Search code examples
pythonregexn-gram

Counting bigrams (pair of two words) in a file using Python


I want to count the number of occurrences of all bigrams (pair of adjacent words) in a file using python. Here, I am dealing with very large files, so I am looking for an efficient way. I tried using count method with regex "\w+\s\w+" on file contents, but it did not prove to be efficient.

e.g. Let's say I want to count the number of bigrams from a file a.txt, which has following content:

"the quick person did not realize his speed and the quick person bumped "
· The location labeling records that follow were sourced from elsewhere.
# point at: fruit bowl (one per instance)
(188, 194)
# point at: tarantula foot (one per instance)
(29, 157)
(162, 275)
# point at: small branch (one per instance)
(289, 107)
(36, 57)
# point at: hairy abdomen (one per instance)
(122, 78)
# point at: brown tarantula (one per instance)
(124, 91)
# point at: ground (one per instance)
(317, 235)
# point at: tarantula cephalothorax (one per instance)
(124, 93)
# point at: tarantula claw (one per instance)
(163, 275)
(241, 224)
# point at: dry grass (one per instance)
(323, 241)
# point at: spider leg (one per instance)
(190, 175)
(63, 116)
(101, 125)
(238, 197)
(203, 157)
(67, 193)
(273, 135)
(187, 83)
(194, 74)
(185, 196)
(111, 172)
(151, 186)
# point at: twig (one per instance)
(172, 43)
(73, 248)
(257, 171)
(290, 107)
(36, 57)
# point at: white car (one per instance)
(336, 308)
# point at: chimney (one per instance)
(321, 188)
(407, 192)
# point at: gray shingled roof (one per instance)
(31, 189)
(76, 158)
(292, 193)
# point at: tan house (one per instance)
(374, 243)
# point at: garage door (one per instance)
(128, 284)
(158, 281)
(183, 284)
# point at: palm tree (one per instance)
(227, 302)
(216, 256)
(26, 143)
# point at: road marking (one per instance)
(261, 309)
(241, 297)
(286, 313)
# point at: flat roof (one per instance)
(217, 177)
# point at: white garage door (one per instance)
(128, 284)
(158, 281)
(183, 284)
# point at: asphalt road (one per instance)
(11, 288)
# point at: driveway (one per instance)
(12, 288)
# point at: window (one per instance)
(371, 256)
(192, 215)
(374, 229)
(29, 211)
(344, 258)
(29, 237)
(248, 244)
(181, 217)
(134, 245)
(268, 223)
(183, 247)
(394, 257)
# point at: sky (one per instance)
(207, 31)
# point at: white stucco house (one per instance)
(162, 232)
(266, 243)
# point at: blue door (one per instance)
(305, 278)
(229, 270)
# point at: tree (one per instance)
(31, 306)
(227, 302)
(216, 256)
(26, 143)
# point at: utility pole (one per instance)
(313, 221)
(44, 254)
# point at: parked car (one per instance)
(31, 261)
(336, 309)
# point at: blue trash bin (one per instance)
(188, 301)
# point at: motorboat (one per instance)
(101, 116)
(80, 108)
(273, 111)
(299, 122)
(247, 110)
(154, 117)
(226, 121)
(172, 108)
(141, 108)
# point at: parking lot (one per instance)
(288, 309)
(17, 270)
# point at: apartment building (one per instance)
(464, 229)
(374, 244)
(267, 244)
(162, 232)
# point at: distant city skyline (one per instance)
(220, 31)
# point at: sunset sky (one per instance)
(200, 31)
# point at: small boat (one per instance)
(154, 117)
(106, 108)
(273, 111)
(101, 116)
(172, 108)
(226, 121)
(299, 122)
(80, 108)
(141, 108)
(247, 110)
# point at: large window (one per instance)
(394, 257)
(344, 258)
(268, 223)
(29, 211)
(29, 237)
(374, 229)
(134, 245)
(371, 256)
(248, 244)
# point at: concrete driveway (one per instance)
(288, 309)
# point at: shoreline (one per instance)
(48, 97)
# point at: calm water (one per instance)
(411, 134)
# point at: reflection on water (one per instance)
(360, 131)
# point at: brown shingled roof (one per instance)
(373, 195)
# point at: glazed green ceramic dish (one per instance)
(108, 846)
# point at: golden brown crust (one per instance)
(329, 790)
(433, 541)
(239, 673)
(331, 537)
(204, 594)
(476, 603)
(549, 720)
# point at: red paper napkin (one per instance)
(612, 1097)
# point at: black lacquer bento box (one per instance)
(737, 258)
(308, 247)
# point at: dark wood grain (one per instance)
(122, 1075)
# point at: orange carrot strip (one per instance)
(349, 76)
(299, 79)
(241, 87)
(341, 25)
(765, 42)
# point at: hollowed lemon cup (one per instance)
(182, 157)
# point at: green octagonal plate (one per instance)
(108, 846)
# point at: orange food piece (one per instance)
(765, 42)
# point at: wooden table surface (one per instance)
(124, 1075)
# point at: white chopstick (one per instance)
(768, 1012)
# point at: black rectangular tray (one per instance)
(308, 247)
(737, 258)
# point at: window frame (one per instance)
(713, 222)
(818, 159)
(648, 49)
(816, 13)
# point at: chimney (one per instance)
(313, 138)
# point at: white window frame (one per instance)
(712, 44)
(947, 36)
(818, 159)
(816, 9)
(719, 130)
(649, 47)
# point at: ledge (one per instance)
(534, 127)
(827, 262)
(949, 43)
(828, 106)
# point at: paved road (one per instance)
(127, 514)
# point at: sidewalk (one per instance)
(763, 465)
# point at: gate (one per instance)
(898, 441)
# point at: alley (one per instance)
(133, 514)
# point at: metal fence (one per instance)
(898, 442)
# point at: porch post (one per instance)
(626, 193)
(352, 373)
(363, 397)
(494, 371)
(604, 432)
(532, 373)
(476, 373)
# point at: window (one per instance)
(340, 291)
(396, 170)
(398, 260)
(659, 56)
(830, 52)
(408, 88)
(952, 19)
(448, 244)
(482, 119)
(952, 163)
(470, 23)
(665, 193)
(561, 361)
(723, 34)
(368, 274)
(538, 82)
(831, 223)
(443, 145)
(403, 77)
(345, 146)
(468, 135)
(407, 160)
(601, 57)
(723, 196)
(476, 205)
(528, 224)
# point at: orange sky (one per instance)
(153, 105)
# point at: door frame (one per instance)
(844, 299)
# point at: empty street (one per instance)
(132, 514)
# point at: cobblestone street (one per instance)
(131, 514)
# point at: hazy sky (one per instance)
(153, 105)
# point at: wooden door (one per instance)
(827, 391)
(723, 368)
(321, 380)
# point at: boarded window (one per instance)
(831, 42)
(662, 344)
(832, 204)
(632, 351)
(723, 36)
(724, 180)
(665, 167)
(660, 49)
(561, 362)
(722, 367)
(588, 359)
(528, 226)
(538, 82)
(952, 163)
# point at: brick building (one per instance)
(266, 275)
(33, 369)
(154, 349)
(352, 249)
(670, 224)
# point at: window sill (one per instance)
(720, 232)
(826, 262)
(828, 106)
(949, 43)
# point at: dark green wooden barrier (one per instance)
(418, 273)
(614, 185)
For above file, the bigram set and their count will be :

(the,quick) = 2
(quick,person) = 2
(person,did) = 1
(did, not) = 1
(not, realize) = 1
(realize,his) = 1
(his,speed) = 1
(speed,and) = 1
(and,the) = 1
(person, bumped) = 1

I have come across an example of Counter objects in Python, which is used to count unigrams (single words). It also uses regex approach.

The example goes like this:

>>> # Find the ten most common words in Hamlet
>>> import re
>>> from collections import Counter
>>> words = re.findall('\w+', open('a.txt').read())
>>> print Counter(words)

The output of above code is :

[('the', 2), ('quick', 2), ('person', 2), ('did', 1), ('not', 1),
 ('realize', 1),  ('his', 1), ('speed', 1), ('bumped', 1)]

I was wondering if it is possible to use the Counter object to get count of bigrams. Any approach other than Counter object or regex will also be appreciated.


Solution

  • Some itertools magic:

    >>> import re
    >>> from itertools import islice, izip
    >>> words = re.findall("\w+", 
       "the quick person did not realize his speed and the quick person bumped")
    >>> print Counter(izip(words, islice(words, 1, None)))
    

    Output:

    Counter({('the', 'quick'): 2, ('quick', 'person'): 2, ('person', 'did'): 1, 
      ('did', 'not'): 1, ('not', 'realize'): 1, ('and', 'the'): 1, 
      ('speed', 'and'): 1, ('person', 'bumped'): 1, ('his', 'speed'): 1, 
      ('realize', 'his'): 1})
    

    Bonus

    Get the frequency of any n-gram:

    from itertools import tee, islice
    
    def ngrams(lst, n):
      tlst = lst
      while True:
        a, b = tee(tlst)
        l = tuple(islice(a, n))
        if len(l) == n:
          yield l
          next(b)
          tlst = b
        else:
          break
    
    >>> Counter(ngrams(words, 3))
    

    Output:

    Counter({('the', 'quick', 'person'): 2, ('and', 'the', 'quick'): 1, 
      ('realize', 'his', 'speed'): 1, ('his', 'speed', 'and'): 1, 
      ('person', 'did', 'not'): 1, ('quick', 'person', 'did'): 1, 
      ('quick', 'person', 'bumped'): 1, ('did', 'not', 'realize'): 1, 
      ('speed', 'and', 'the'): 1, ('not', 'realize', 'his'): 1})
    

    This works with lazy iterables and generators too. So you can write a generator which reads a file line by line, generating words, and pass it to ngarms to consume lazily without reading the whole file in memory.